Benchmark for hashing "words" using the algorithms available with the JDK plus some that are part of Guava:
- MD5 (JDK 1.7)
- SHA-1 (JDK 1.7)
- SHA-256 (JDK 1.7)
- SHA-512 (JDK 1.7)
- Murmur3 128 (Guava 18.0)
- Murmur3 32 (Guava 18.0)
- CRC-32 (Guava 18.0)
- CRC-32C (Guava 18.0)
- SipHash (Guava 18.0)
The "words" are part of a corpus that is dynamically generated during the benchmark, the command line parameters set the size of the corpus and the length of the "words" it contains.

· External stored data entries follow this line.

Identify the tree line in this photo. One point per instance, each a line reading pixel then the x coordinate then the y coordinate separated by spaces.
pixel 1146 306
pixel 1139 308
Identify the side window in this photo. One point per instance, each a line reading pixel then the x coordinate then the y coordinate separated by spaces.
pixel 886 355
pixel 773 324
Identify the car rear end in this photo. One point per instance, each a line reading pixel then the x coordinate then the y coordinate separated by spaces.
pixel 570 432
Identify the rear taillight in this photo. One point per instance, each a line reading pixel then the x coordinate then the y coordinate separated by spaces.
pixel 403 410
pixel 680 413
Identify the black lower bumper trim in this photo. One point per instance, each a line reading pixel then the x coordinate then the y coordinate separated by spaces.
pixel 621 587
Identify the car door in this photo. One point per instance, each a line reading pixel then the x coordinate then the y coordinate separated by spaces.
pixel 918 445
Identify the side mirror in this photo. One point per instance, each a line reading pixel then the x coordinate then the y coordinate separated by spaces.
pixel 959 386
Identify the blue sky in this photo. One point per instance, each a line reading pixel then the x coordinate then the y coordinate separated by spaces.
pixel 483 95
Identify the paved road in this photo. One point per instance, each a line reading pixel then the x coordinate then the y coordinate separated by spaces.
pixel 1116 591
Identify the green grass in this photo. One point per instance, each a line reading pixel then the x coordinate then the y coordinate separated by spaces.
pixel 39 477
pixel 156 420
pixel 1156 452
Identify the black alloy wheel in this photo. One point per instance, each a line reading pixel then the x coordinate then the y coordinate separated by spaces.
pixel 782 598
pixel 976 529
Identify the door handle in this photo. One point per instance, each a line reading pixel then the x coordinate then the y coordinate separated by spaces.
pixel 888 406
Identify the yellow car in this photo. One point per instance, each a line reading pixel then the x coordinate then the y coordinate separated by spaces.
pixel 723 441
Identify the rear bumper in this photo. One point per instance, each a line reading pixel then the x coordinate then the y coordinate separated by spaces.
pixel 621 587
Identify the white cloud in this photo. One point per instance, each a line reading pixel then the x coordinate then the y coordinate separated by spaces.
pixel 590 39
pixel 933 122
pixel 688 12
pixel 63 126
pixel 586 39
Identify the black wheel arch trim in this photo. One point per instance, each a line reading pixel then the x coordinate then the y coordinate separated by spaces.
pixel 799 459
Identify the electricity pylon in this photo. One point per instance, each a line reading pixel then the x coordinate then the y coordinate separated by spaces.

The code uses JMH, and is a Maven project.
> mvn clean install
> java -jar target/benchmarks.jar HashingBenchmark -wi 10 -i 10 -f 1 -p corpusSize=500000 -p stringLength=12
> java -jar target/benchmarks.jar HashingJavaStringBenchmark -wi 10 -i 10 -f 1 -p corpusSize=500000 -p stringLength=12
The results here refer to corpus created with -p corpusSize=500000 -p stringLength=12
i.e 500000 words of length 12, in the following JMH output, each result (Score in jmh-speak) is the average time in milliseconds it took to process all of the words in the corpus.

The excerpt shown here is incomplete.